What Shelton was referring to was the War of 1812. Wilkes, hinted Shelton, did to the British what the British did to the Americans in the early 1800s. The British Navy seized their own citizens (and sometimes the citizens of other nations) from US merchant vessels in order to impress them into the Navy. At first glace, the two situations appear to be similar. The English, however, might not view it that way, especially coming from the Americans who fought a war to stop it.2
Unionists in Eastern Tennessee Nearly Whipped; CS Colonel Calls CS General “Stupid, but Easily Controlled.”
In Eastern Tennessee, Confederate General Zollicoffer had moved to Knoxville in order to be closer to the scene of the Unionist uprising that resulted in five crucial railroad bridges being burned. Many were understandably in a panic over it. Zollicoffer, on the other hand, thought most of the news was simply rumor. He planned to stay in Knoxville for but a day since there was “no necessity for remaining longer.”

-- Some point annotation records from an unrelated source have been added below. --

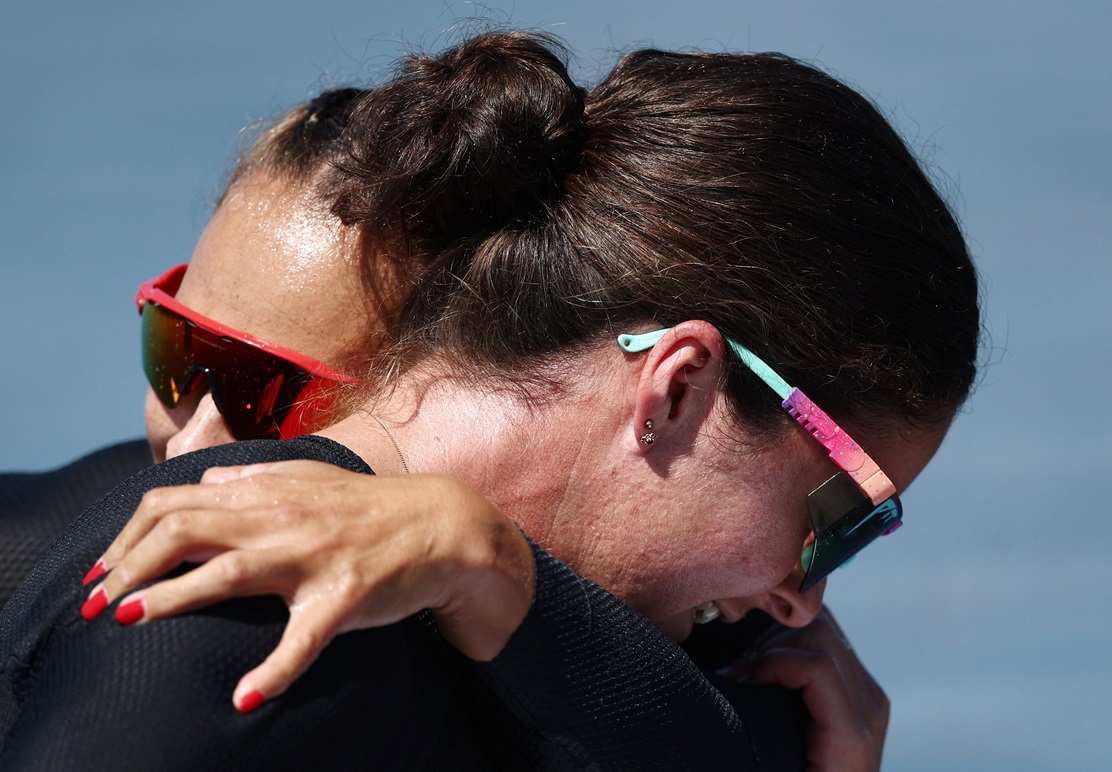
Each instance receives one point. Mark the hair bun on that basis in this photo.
(472, 139)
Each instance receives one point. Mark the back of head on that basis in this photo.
(303, 142)
(752, 191)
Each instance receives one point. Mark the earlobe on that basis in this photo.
(677, 385)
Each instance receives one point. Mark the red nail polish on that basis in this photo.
(95, 573)
(95, 604)
(250, 701)
(130, 612)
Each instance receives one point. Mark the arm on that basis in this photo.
(157, 696)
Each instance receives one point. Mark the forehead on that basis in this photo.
(274, 263)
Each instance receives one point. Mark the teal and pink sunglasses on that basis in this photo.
(851, 510)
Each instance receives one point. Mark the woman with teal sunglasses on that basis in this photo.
(737, 204)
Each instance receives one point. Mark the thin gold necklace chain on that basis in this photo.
(396, 446)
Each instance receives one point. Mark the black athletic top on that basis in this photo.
(35, 506)
(584, 683)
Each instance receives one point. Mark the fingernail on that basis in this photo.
(95, 573)
(95, 604)
(250, 701)
(130, 612)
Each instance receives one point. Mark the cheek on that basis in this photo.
(159, 425)
(162, 424)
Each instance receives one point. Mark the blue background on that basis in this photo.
(986, 620)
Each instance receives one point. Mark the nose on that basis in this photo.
(205, 428)
(791, 607)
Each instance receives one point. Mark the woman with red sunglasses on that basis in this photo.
(661, 468)
(275, 261)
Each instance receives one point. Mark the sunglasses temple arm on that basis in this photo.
(843, 451)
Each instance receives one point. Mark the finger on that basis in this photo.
(309, 630)
(156, 505)
(847, 725)
(231, 574)
(184, 536)
(219, 475)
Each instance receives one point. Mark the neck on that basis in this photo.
(539, 464)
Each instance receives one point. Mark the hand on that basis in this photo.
(849, 709)
(345, 551)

Zollicoffer had taken precautions, blocking roads into Virginia and Kentucky, and sending several detachments to disarm Unionist men. These newly-acquired guns were used to outfit some of his men who were still without arms. All Unionist uprisings aside, Zollicoffer wanted General William H. Carroll’s brigade, currently chasing after the Lincolnites, to join him in a push northward to attack the actual Union soldiers.3
The idea that the Unionists in Eastern Tennessee were nearly whipped held some clout. On the 14th, Tennessee’s Governor, Isham Harris, who was overreacting just as much as Zollicoffer was underreacting, ordered his state to “Muster all the armed forces possible without calling on Zollicoffer, and capture Clift and his men, dead or alive.”4 William Clift was “a leading tory of Hamilton County,” who had raised a regiment of 200 Unionists.

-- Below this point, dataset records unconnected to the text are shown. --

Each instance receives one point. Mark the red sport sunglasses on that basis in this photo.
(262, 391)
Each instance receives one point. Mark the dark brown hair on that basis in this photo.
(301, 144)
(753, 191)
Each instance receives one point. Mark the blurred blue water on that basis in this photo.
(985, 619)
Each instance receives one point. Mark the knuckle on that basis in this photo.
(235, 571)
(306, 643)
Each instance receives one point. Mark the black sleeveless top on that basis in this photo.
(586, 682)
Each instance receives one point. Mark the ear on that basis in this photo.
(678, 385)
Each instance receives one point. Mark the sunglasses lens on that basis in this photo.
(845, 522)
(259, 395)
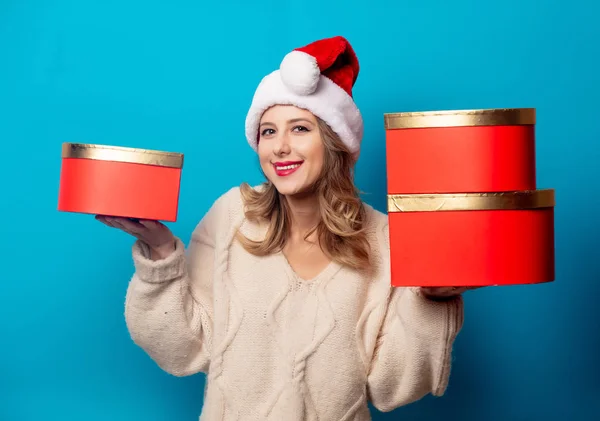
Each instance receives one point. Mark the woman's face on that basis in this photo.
(290, 148)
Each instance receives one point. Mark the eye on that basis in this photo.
(267, 132)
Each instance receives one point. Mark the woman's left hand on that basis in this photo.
(443, 293)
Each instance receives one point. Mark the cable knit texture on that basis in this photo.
(277, 347)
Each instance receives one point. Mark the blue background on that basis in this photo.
(179, 75)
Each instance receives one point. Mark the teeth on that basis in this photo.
(288, 167)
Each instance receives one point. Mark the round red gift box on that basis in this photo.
(119, 181)
(472, 239)
(461, 151)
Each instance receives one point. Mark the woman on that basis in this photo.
(283, 297)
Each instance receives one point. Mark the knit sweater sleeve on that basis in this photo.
(168, 308)
(412, 354)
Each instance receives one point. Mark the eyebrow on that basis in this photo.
(294, 120)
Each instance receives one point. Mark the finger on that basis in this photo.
(119, 224)
(132, 227)
(151, 224)
(105, 220)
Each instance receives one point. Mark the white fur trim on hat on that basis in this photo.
(329, 102)
(300, 72)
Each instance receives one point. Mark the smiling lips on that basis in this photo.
(283, 169)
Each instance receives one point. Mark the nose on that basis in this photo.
(281, 145)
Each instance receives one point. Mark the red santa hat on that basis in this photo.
(318, 77)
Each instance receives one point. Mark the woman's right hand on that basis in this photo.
(155, 234)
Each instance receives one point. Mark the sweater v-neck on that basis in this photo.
(324, 275)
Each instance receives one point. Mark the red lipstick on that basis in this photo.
(283, 169)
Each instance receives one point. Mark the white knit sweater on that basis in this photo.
(276, 347)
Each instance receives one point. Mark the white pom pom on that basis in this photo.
(300, 72)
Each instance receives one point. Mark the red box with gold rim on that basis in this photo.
(119, 181)
(463, 205)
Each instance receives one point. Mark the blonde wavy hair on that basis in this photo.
(341, 229)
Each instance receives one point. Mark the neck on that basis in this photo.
(304, 215)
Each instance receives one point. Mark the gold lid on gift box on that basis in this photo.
(122, 154)
(517, 200)
(460, 118)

A few days earlier, the Unionists held a council of war to decide how to handle the influx of the Confederates in the region specifically to hunt them down. There were three choices. First, they could stay and fight in Eastern Tennessee. Second, they could join the main Union army in Kentucky. And third, they could disband completely and fade into the woodwork.
William Clift was of the mind to stay and fight. Unfortunately, he was only one of ten or so who felt that way. Over 100 wished to join the Union troops in Kentucky, while the remainder just wanted to disperse. And so that’s what they did, each group going their separate ways.

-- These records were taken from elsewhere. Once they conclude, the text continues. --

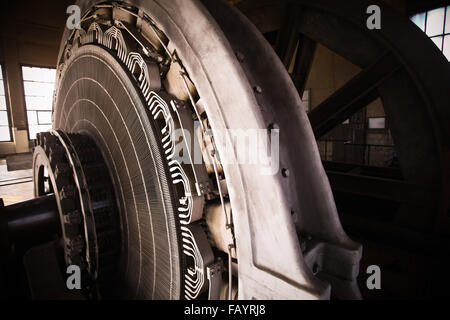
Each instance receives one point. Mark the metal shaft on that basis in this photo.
(30, 219)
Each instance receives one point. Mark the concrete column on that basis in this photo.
(16, 100)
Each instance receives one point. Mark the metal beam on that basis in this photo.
(354, 95)
(303, 62)
(380, 188)
(288, 35)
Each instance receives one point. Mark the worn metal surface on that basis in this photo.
(271, 264)
(415, 97)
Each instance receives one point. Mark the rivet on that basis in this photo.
(257, 89)
(240, 56)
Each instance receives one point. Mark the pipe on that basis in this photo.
(30, 219)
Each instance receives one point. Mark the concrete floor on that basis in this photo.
(15, 186)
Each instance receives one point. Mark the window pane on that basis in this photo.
(44, 117)
(447, 47)
(435, 22)
(39, 89)
(38, 86)
(447, 21)
(5, 134)
(419, 20)
(4, 118)
(438, 42)
(32, 117)
(38, 74)
(377, 123)
(38, 103)
(2, 103)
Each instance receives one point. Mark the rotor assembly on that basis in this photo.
(136, 186)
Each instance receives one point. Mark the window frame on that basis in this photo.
(8, 109)
(443, 34)
(24, 95)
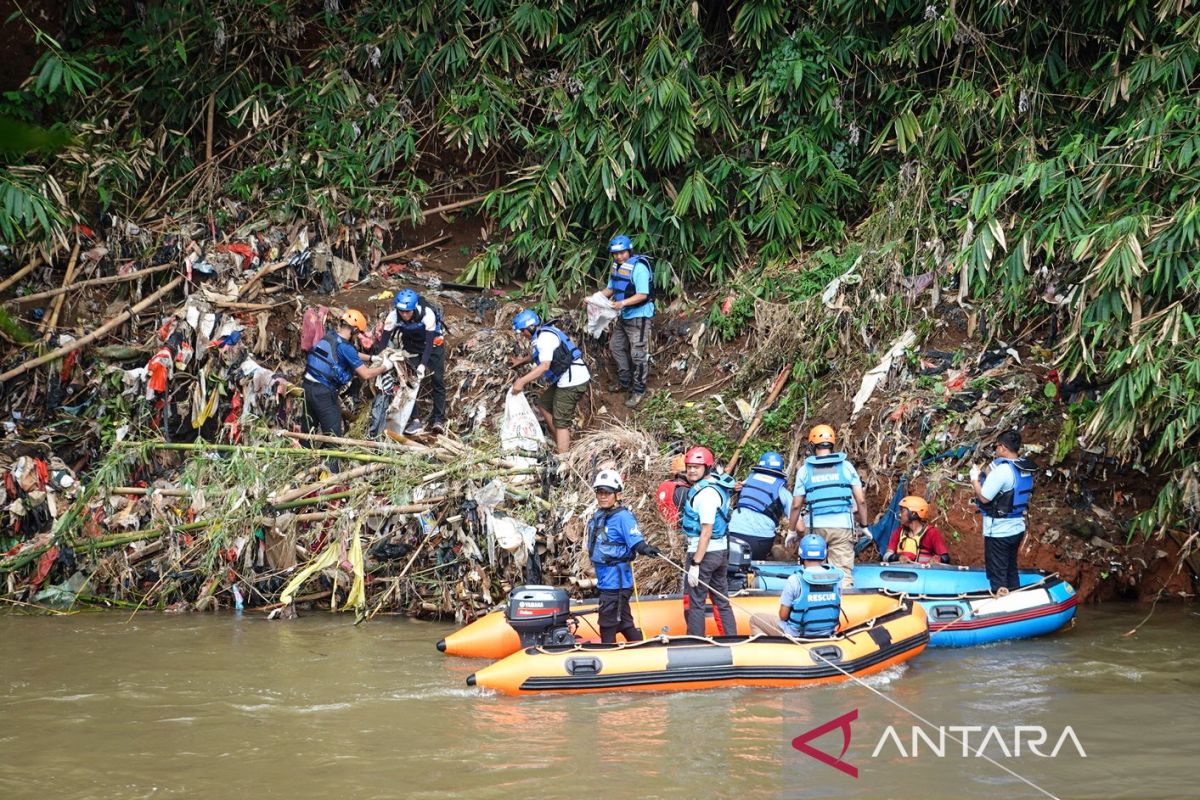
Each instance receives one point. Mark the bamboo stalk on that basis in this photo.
(333, 480)
(91, 282)
(378, 511)
(409, 251)
(201, 446)
(51, 322)
(22, 272)
(150, 489)
(352, 443)
(91, 337)
(775, 390)
(309, 501)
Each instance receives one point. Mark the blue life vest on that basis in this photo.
(565, 355)
(826, 489)
(760, 492)
(324, 365)
(817, 609)
(689, 518)
(412, 332)
(1013, 503)
(623, 280)
(601, 549)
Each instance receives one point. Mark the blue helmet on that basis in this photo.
(813, 548)
(407, 300)
(619, 244)
(772, 461)
(526, 319)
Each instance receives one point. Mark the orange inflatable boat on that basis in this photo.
(877, 632)
(492, 637)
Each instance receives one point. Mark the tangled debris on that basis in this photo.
(199, 491)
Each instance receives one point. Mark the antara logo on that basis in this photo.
(994, 741)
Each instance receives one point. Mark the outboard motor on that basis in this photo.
(540, 615)
(739, 565)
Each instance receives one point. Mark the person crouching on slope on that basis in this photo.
(613, 542)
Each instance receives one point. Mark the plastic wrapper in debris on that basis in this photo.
(600, 314)
(520, 428)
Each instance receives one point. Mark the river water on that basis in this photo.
(106, 705)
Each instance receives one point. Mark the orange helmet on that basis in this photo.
(355, 319)
(918, 506)
(822, 434)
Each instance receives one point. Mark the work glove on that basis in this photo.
(643, 548)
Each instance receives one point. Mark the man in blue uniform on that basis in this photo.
(631, 290)
(762, 501)
(331, 364)
(423, 335)
(1003, 498)
(613, 542)
(828, 494)
(810, 605)
(705, 519)
(559, 365)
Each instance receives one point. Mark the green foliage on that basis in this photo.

Confederate Col. Sterling Alexander Martin Wood, a lawyer before the war, and his 7th Alabama Regiment, just in from Pensacola, discovered this information. He reported to Judah P. Benjamin, Confederate Secretary of War, and to General Bragg, his commander in Florida. To each, he gave different figures. For example, he told Benjamin that there were 200 Unionists at the council of war, while telling Bragg that there were 300. Benjamin was told that sixty-five Unionists were heading north to join the main army, but Bragg received word that there were 100.
Wood told Benjamin that he had captured twelve armed Unionists with rations for six days of travel. He was of the opinion that a small force, perhaps a regiment, could keep the area secure. He, however, neglected to tell the Secretary of War that he “put the town under martial law; shut up the groceries; forbade any exit…; had every avenue guarded; arrested about 12 persons who were talking Lincolnism before I came.”
Prior to his arrival, General William H. Carroll was overseeing the hunt for Unionists. Col. Wood was not the least bit impressed by General Carroll. “He is stupid, but easily controlled,” wrote Wood to General Bragg. “He knows nothing, and I believe I can do with him pretty much as I please.”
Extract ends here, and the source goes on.